Unser Bild führt uns den der Südvorstadt vor. Wir gehen auf dem Schleußiger Wege an der Rennbahn vorüber dem Walde zu. Am Waldrande breitet sich auf einem etwa fünf Acker großen Areal eine reizende Gartenanlage aus. Das ist der Schreber-Platz. Wir treten ein, gehen am Wächterhause vorüber und gelangen bald an eine mächtige Wiese, die, in der Mitte des Ganzen gelegen, von allen Seiten mit Gärtchen, circa 150, umgeben ist. Im Hintergrunde der Wiese erhebt sich die stattliche Spielhalle, die bei plötzlich eintretendem ungünstigem Wetter die Kinder aufnimmt.
Jetzt aber kann das Wetter nicht schöner sein, und das Herz geht uns auf bei dem köstlichen Anblick, der sich uns darbietet. Hunderte von Kindern aller Altersstufen spielen in größeren oder kleineren Gruppen auf der Wiese.

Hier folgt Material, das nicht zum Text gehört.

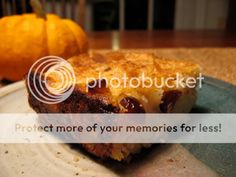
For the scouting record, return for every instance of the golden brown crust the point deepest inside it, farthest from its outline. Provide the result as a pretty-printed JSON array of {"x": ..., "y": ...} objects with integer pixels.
[{"x": 106, "y": 100}]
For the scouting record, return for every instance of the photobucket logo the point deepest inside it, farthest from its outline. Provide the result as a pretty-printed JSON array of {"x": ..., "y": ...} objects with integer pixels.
[
  {"x": 51, "y": 80},
  {"x": 143, "y": 81}
]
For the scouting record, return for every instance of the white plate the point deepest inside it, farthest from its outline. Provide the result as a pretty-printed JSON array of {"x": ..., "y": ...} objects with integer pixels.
[{"x": 60, "y": 160}]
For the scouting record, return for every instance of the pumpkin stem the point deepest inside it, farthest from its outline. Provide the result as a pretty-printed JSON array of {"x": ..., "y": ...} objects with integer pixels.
[{"x": 38, "y": 9}]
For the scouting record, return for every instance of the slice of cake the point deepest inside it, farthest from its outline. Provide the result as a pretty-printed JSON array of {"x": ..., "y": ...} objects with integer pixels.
[{"x": 118, "y": 82}]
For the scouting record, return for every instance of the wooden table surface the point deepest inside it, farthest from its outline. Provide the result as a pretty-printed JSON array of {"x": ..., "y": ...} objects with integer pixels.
[
  {"x": 208, "y": 48},
  {"x": 161, "y": 39}
]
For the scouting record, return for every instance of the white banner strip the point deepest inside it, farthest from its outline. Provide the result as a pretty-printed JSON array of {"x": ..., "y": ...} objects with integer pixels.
[{"x": 117, "y": 128}]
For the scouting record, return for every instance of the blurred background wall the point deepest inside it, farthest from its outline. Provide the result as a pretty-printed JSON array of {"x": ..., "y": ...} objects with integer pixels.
[{"x": 95, "y": 15}]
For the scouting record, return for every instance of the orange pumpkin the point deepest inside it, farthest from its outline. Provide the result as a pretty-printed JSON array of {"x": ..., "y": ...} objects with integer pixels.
[{"x": 26, "y": 38}]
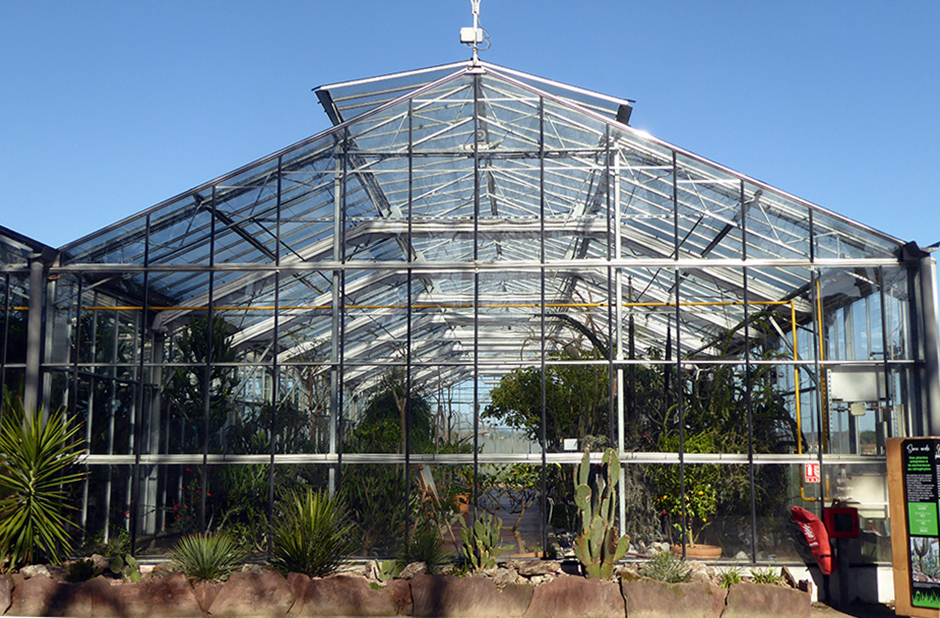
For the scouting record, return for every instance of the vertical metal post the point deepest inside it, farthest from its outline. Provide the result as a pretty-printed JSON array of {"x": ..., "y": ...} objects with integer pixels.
[
  {"x": 817, "y": 366},
  {"x": 37, "y": 285},
  {"x": 339, "y": 184},
  {"x": 136, "y": 434},
  {"x": 748, "y": 375},
  {"x": 885, "y": 357},
  {"x": 206, "y": 401},
  {"x": 275, "y": 349},
  {"x": 476, "y": 292},
  {"x": 543, "y": 477},
  {"x": 6, "y": 331},
  {"x": 618, "y": 283},
  {"x": 678, "y": 383},
  {"x": 928, "y": 295},
  {"x": 408, "y": 292}
]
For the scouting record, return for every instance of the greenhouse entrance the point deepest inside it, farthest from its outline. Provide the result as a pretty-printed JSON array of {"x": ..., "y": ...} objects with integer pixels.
[{"x": 438, "y": 304}]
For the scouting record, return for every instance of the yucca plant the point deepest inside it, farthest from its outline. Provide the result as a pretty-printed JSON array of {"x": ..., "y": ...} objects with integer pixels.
[
  {"x": 730, "y": 577},
  {"x": 426, "y": 545},
  {"x": 35, "y": 460},
  {"x": 311, "y": 536},
  {"x": 207, "y": 557},
  {"x": 765, "y": 576},
  {"x": 666, "y": 567}
]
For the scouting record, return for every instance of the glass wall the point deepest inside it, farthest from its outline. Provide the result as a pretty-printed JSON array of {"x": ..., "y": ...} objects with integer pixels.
[{"x": 434, "y": 308}]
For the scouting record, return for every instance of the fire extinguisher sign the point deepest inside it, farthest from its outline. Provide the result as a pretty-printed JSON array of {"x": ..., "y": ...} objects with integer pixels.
[{"x": 811, "y": 472}]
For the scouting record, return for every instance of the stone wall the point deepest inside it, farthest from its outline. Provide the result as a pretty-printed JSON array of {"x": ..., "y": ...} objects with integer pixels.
[{"x": 261, "y": 593}]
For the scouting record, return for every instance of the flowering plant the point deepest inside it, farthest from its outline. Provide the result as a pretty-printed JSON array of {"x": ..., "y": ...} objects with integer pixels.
[
  {"x": 701, "y": 502},
  {"x": 701, "y": 487}
]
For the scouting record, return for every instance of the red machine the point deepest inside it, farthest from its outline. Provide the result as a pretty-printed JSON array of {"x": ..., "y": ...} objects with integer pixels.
[{"x": 817, "y": 537}]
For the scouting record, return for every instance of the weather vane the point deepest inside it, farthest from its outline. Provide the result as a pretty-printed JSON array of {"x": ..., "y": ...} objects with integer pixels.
[{"x": 475, "y": 35}]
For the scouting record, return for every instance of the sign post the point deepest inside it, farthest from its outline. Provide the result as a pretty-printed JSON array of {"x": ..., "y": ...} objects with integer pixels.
[{"x": 914, "y": 501}]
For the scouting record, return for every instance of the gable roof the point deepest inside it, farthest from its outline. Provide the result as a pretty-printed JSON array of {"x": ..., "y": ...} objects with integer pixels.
[{"x": 472, "y": 185}]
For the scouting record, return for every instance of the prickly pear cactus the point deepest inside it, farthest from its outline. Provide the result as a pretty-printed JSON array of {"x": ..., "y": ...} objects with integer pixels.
[
  {"x": 599, "y": 546},
  {"x": 481, "y": 542}
]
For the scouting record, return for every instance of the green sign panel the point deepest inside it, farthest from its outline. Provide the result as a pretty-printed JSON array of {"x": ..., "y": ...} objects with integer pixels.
[{"x": 920, "y": 458}]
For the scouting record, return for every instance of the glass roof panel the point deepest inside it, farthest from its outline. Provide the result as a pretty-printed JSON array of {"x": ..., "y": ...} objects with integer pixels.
[{"x": 467, "y": 130}]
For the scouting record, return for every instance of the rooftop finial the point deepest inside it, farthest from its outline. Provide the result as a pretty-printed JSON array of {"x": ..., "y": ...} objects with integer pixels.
[{"x": 474, "y": 36}]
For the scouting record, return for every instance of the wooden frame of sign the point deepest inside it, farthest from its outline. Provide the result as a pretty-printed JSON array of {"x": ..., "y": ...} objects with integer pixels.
[{"x": 913, "y": 501}]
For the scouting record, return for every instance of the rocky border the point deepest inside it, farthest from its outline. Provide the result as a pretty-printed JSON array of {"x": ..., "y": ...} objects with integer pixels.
[{"x": 540, "y": 589}]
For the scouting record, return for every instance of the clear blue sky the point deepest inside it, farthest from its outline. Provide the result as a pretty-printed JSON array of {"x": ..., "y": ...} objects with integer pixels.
[{"x": 110, "y": 107}]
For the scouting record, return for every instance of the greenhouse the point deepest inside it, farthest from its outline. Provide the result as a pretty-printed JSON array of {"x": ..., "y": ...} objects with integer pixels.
[{"x": 440, "y": 302}]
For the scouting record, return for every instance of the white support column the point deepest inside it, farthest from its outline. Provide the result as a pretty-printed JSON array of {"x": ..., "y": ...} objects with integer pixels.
[
  {"x": 618, "y": 281},
  {"x": 336, "y": 317},
  {"x": 928, "y": 286}
]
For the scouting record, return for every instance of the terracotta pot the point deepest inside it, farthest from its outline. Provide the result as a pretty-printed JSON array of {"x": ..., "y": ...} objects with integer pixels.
[{"x": 698, "y": 551}]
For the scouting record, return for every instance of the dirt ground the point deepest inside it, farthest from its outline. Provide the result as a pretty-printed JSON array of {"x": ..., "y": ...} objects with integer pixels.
[{"x": 854, "y": 610}]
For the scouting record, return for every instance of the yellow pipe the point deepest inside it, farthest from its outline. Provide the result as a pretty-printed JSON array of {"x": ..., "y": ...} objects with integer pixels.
[{"x": 421, "y": 306}]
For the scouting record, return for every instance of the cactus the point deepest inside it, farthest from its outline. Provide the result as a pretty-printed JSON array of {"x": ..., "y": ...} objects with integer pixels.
[
  {"x": 599, "y": 546},
  {"x": 481, "y": 542}
]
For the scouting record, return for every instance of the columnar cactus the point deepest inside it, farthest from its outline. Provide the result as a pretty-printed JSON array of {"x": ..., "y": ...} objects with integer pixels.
[{"x": 599, "y": 546}]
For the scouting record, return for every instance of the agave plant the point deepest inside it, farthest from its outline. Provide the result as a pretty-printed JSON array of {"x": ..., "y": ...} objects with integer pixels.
[
  {"x": 35, "y": 457},
  {"x": 207, "y": 557},
  {"x": 426, "y": 545},
  {"x": 311, "y": 536}
]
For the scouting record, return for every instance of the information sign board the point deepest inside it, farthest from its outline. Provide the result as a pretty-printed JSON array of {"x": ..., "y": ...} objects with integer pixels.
[{"x": 914, "y": 495}]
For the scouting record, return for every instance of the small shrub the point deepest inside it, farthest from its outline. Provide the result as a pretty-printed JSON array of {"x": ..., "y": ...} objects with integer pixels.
[
  {"x": 666, "y": 567},
  {"x": 207, "y": 557},
  {"x": 765, "y": 576},
  {"x": 427, "y": 546},
  {"x": 388, "y": 569},
  {"x": 729, "y": 577},
  {"x": 126, "y": 567},
  {"x": 81, "y": 570},
  {"x": 311, "y": 536}
]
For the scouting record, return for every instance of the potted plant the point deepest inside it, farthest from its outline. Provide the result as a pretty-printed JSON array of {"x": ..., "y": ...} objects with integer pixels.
[{"x": 701, "y": 495}]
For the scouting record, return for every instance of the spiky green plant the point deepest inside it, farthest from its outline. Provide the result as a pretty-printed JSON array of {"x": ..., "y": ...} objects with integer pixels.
[
  {"x": 426, "y": 545},
  {"x": 765, "y": 576},
  {"x": 207, "y": 557},
  {"x": 35, "y": 457},
  {"x": 666, "y": 567},
  {"x": 481, "y": 542},
  {"x": 311, "y": 536},
  {"x": 599, "y": 546},
  {"x": 729, "y": 577}
]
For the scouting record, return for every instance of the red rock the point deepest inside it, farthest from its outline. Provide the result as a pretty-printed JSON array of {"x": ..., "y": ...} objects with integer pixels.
[
  {"x": 345, "y": 595},
  {"x": 6, "y": 593},
  {"x": 649, "y": 598},
  {"x": 34, "y": 596},
  {"x": 576, "y": 597},
  {"x": 253, "y": 594},
  {"x": 157, "y": 596},
  {"x": 442, "y": 596},
  {"x": 400, "y": 591},
  {"x": 749, "y": 600}
]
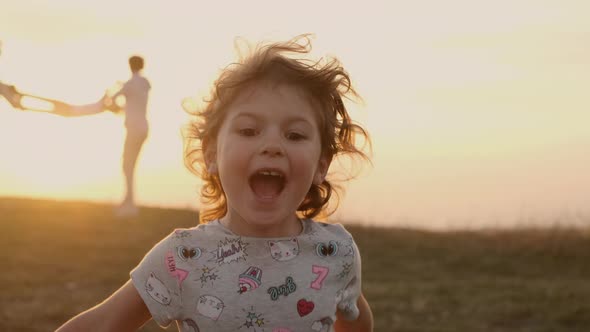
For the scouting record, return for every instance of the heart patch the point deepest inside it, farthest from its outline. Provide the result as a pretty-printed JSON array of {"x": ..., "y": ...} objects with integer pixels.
[{"x": 304, "y": 307}]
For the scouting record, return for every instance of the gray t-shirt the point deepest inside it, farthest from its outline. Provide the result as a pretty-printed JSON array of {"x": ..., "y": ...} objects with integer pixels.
[{"x": 209, "y": 279}]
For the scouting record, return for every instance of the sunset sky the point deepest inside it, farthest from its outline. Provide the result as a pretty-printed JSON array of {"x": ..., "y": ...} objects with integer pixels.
[{"x": 479, "y": 111}]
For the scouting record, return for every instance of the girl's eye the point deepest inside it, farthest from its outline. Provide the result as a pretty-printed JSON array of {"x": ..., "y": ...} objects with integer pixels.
[
  {"x": 247, "y": 132},
  {"x": 293, "y": 136}
]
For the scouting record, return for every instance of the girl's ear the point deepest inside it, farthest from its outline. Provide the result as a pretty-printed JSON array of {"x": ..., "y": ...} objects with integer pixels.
[
  {"x": 322, "y": 170},
  {"x": 211, "y": 161}
]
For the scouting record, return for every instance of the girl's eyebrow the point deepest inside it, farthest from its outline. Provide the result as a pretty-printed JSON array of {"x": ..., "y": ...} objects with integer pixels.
[{"x": 254, "y": 116}]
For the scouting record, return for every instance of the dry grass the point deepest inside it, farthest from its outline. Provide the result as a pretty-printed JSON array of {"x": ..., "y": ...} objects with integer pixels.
[{"x": 61, "y": 258}]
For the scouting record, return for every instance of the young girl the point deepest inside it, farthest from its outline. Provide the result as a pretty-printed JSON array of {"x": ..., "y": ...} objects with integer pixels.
[{"x": 258, "y": 262}]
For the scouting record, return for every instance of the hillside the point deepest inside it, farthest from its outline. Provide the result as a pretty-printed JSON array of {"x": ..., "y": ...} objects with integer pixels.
[{"x": 60, "y": 258}]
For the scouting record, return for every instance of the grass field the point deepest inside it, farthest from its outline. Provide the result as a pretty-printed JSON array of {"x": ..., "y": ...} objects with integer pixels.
[{"x": 59, "y": 258}]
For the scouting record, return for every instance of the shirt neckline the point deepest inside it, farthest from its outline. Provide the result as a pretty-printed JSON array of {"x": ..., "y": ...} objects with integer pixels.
[{"x": 305, "y": 226}]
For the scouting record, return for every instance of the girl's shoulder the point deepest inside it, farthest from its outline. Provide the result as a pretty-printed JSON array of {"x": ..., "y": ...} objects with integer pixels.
[{"x": 323, "y": 229}]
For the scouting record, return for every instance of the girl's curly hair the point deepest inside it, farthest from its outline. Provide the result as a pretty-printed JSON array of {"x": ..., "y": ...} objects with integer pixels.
[{"x": 325, "y": 83}]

Hier haschen sich welche, dort werfen andere mit dem Balle, jene Mädchen führen einen zierlichen Turnreigen aus, diese Knaben üben in Schlangenlinien einen Dauerlauf. Dort sitzen ganz kleine Kinder im Grase und spielen mit Blumen, etwas größere spielen Blindekuh, Katze und Maus und andere altbekannte Jugendspiele. Allen aber sieht man es an, wie glücklich sie sich fühlen; Frühling draußen, Frühling innen. Da lernt man Jean Paul’s Wort verstehen: „Ein Blick in ein frohes, heiteres Kinderherz ist ein Blick in’s Himmelreich.“
Hier und da sieht man auch Erwachsene an den Spielen der Kinder Theil nehmen. Das sind glückliche Eltern, die mit ihren Kindern wieder jung werden, oder Mitglieder der Spiel- und Aufsichtscommission, welche zusehen, daß Alles in rechter Weise geschieht. Sie ordnen die Spiele, sie schlichten den Streit. Diese Herren und Damen sind für den Verein von großer Bedeutung, denn sie verstehen die große Kunst, mit Kindern gut zu spielen. Sie sind aber auch in vortrefflicher Schule gewesen, der „alte Gesell“ war ihr Meister.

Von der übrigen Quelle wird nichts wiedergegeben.